Bien parler ne suffit pas
Il en va de même pour l'Irak. Encore une fois, une action militaire contre ce pays nous semble prématurée, d'autant qu'elle n'aurait pas, comme en 1991, le prétexte d'une provocation sans précédent, l'invasion du Koweit. Mais comme on ne sait pas grand-chose de Saddam Hussein, sinon que c'est un brigand sans foi ni loi, on en sait encore moins sur ce qu'il nous prépare. L'Europe, où on arrête presque tous les jours des terroristes appartenant à des réseaux réactivés, risque de s'opposer à une démarche américaine qui trouvera plus tard sa justification.
Jacques Chirac parle d'or quand il dit que le monde n'a pas besoin d'une nouvelle guerre et Hubert Védrine (ancien ministre des Affaires étrangères) a raison quand il estime que les Etats-Unis feraient mieux d'intervenir au Proche-Orient et trouver une solution au conflit israélo-palestinien. Le problème vient de ce que M. Bush perçoit l'intifada comme une forme aiguë de terrorisme et que les victimes des attentats contre les bus sont à ses yeux les mêmes que celles des Twin Towers. On est, ici et là, très pessimiste sur l'issue des élections en Israël et sur le pouvoir particulièrement dur qui pourrait en sortir. Mais, de ce point de vue, les Israéliens ne sont pas différents des Américains. Contre le crime, eux aussi veulent un policier qui extermine les gangsters ; et quand des pacifistes européens volent au secours de Yasser Arafat cerné dans sa Muquataa, non seulement leur geste est dérisoire et inefficace, non seulement il réduit le problème à un seul facteur, les droits des Palestiniens, mais il oublie que la répression israélienne, comme la répression américaine, est dictée par la violence que subit un peuple agressé. Et ils devraient, tout en exaltant la cause palestinienne, prendre aussi un ticket de bus à Tel-Aviv, toujours au nom de leur pacifisme affiché.

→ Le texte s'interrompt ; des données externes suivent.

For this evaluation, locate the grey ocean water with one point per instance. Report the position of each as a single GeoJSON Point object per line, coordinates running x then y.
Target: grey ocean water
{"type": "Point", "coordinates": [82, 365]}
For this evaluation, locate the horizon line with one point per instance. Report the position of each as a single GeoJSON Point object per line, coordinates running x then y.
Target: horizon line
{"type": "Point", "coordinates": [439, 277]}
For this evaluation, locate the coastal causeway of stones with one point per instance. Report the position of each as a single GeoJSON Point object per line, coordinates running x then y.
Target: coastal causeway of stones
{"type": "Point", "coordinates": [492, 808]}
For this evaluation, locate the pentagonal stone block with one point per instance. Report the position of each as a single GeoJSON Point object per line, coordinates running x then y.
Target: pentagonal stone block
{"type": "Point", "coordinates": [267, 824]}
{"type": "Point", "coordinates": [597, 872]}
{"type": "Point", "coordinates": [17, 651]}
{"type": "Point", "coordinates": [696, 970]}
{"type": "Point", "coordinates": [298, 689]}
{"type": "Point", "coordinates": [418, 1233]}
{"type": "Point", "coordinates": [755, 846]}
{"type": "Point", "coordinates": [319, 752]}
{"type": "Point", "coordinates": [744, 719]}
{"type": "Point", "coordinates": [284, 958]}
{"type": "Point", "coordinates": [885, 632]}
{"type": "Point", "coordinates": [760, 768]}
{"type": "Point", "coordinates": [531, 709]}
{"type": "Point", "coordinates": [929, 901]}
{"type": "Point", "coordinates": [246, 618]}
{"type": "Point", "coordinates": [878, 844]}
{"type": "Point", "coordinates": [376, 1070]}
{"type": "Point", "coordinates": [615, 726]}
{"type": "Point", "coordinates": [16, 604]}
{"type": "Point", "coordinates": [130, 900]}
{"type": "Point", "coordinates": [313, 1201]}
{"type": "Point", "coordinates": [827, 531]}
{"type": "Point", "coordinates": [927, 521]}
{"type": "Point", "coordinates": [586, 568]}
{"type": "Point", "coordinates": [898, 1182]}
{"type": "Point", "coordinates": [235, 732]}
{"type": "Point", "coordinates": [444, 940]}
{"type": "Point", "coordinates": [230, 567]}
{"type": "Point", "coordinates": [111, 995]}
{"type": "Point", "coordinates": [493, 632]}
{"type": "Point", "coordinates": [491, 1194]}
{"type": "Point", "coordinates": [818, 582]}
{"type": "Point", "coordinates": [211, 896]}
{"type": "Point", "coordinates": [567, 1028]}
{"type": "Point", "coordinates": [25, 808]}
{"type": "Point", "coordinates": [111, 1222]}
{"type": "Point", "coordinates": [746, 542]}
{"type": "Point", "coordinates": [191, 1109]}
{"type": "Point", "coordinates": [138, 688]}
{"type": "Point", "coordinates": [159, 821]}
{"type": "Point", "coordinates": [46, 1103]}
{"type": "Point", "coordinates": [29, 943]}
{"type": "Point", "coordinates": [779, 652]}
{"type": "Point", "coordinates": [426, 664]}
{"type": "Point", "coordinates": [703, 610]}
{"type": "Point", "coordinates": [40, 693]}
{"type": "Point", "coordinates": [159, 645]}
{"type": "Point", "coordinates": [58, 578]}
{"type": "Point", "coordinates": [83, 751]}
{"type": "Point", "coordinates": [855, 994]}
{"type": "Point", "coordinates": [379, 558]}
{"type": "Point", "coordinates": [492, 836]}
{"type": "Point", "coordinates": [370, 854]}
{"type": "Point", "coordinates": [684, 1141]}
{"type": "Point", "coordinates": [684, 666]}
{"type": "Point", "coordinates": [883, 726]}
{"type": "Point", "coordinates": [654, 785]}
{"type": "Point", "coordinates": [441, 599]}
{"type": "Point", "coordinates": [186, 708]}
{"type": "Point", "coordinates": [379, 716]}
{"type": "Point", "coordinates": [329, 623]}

Cette immense vertu européenne, qui consiste à lutter contre la violence par des moyens gradués, ne peut-être exercée en vérité que si l'Europe se transforme en grande puissance militaire. Certes, élu et confirmé, M. Bush fait ce qu'il veut quand bon lui semble. Mais vous ne pouvez pas opposer que des mots à cet homme-là, il demandera combien vous avez de divisions. Tant que l'Europe n'aura pas une armée crédible, sa diplomatie apparaîtra, à ces gens qui ne sont pas du tout ses amis, comme une alternative confortable à la détermination sans failles de M. Bush et des Américains.